I don't tend to be the "don't use that word" type of person though. But I'm absolutely the "get the fuck out of this 'will make me dumber' conversation" type of person.
I tend to agree, the words someone chooses tell you about the kind of person they are. Context is usually obvious, you can tell if someone is trying to be edgy, if someone normally uses the word in their vocabulary with their friends, or if they are genuinely using it in a hateful way.
The genuine hateful usage is the actually bad thing that people want to stop, but many people mistakenly think they are fighting hatred by policing other people’s vocabulary.
Genuinely hateful usage is of course important to stop but let's not pretend that hearing negative things called something you are all day isn't damaging to people.
The idea that gay people walk around and hear "Oh that's gay as hell!" whenever someone stubs their toe, or loses in a game or whatever and don't have that affect them is silly and it clearly progresses into a culture where people don't feel comfortable being themselves.
It's a good thing that since I've grown up we don't say "oh you're not acting black enough", or "oh that's so Jewish", or any other variation of things that may not seem harmful at the time but end up perpetuating a "right" and a "wrong" whether intentional or not.

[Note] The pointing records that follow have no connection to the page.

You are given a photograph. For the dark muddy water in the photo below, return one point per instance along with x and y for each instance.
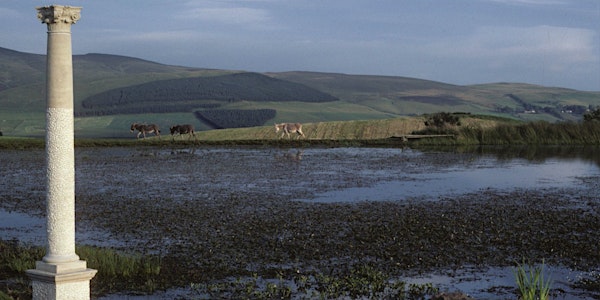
(205, 176)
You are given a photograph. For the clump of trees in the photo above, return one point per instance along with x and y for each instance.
(442, 119)
(235, 118)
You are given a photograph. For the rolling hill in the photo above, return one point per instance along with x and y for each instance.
(111, 92)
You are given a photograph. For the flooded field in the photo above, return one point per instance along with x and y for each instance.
(458, 219)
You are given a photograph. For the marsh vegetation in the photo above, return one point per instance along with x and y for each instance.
(215, 220)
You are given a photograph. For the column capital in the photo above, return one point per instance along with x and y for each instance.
(56, 14)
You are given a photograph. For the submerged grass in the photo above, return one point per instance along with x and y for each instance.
(474, 130)
(531, 281)
(116, 271)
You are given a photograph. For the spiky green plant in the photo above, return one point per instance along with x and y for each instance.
(531, 281)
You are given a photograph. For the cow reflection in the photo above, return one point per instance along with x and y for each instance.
(289, 156)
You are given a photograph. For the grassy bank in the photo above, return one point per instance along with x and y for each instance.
(472, 130)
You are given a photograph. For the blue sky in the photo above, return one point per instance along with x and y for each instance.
(546, 42)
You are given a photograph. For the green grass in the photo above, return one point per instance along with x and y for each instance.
(531, 282)
(474, 130)
(117, 271)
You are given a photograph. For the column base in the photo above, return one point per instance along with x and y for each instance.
(61, 281)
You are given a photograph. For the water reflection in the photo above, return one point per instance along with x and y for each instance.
(482, 173)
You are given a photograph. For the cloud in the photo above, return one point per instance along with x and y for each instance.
(225, 14)
(556, 47)
(531, 2)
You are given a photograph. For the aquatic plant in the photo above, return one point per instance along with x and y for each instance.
(531, 281)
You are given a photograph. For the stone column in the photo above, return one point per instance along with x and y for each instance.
(60, 274)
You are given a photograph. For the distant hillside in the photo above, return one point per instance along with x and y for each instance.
(187, 94)
(111, 92)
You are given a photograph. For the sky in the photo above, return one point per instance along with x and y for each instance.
(545, 42)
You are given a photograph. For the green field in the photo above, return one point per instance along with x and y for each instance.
(359, 97)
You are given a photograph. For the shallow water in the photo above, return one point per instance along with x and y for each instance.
(313, 175)
(484, 173)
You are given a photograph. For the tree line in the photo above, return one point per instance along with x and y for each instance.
(235, 118)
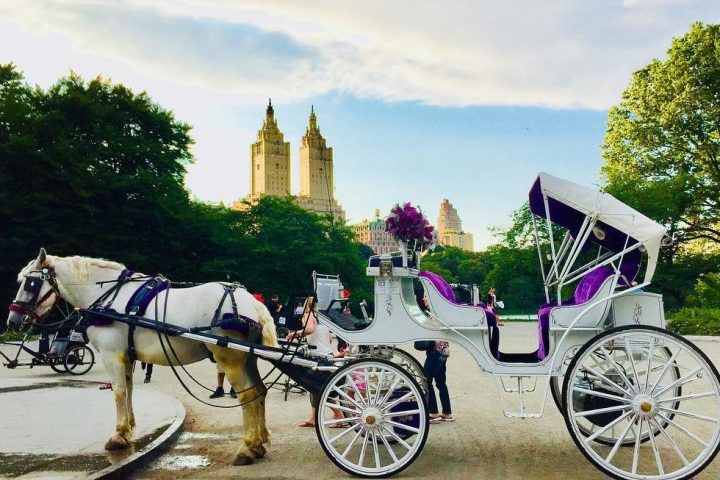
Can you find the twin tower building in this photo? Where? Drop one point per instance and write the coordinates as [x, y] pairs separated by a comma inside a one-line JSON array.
[[270, 167], [270, 175]]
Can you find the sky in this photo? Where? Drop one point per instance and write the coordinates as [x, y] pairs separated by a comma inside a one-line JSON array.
[[420, 100]]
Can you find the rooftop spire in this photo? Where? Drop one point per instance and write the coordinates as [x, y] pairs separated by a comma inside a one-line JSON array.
[[313, 119]]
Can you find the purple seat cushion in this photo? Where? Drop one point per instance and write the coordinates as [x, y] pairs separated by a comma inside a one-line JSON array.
[[442, 286], [585, 290]]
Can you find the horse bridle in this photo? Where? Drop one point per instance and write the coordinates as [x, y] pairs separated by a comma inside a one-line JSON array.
[[33, 284]]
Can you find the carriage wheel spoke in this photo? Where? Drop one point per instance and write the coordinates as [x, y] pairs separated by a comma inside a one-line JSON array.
[[348, 398], [608, 381], [396, 437], [688, 414], [391, 390], [361, 460], [602, 410], [342, 434], [616, 447], [672, 443], [360, 396], [375, 450], [379, 386], [597, 393], [335, 421], [397, 401], [607, 427], [636, 453], [619, 370], [679, 382], [692, 396], [343, 408], [656, 453], [685, 431], [670, 361], [368, 392], [400, 414], [403, 426], [649, 367], [389, 448], [628, 352], [352, 442]]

My X / Twitter account is 17 years old. I made it 2 years after the website was founded, and for a long time I thought Twitter was the most personally positive and professionally valuable social media website I participated in.
Often when I wanted to research a niche technical topic I would search for it on Twitter, or tweet about it and see who in my network knew more. Often I would see individuals with niche followings say incredibly insightful or valuable stuff years before other people were saying it. I also had a bunch of professional connections form on Twitter along with many job opportunities I could have pursued.
Now I view X as having destroyed nearly all of that. The system is so setup to reward rage-bait and slop that even if I try to curate my experience for it the meaningful individuals get drowned out. The algorithm and all the actions taken on the website seem more about creating a social manipulation machine for Musk than enriching its users, and as a result many of the most thoughtful and valuable people have scattered away from the platform.
I'm all for diversity of thought, but X under Musk is about non-transparent algorithmic manipulation of speech and manipulating emergent behavior to achieve political goals. It is one thing to unban people, but it's another thing to intentionally break all tools (like ban lists) that enable people to self moderate. Musk's X amplifies certain speech and then disempowers people who try to attain higher quality more productive discourse.
The watershed event that caused Musk to buy Twitter was when Twitter banned the Babylon Bee for making a joke about Katlyn Jenner.
Most left leaning people were blind to the increasingly censorious management of old Twitter. It had been ramping up pretty aggressively though up to that point.
Personally I haven’t noticed the algorithm disrupt my usage of X. I follow interesting makers and tech type people, and my feed is mostly stuff aligned with my interests. I didn't have the same network/professional usage you’re describing so maybe that’s the main difference for me.
As a way of staying informed and entertained it is better to me than old Twitter. But perhaps you are right as a way of networking or collaborating maybe it’s different now, idk because I never used it like that.
It was not a Jenner joke: "The Babylon Bee's Man of the Year Is Rachel Levine" was the tweet that got them banned. Cringey but not remotely ban-worthy imho.
The context being that USA Today had celebrated Levine as one of its "Women of the Year".
Or as the Babylon Bee put it:
"Levine is the U.S. assistant secretary for health for the U.S. Department of Health and Human Services, where he serves proudly as the first man in that position to dress like a western cultural stereotype of a woman."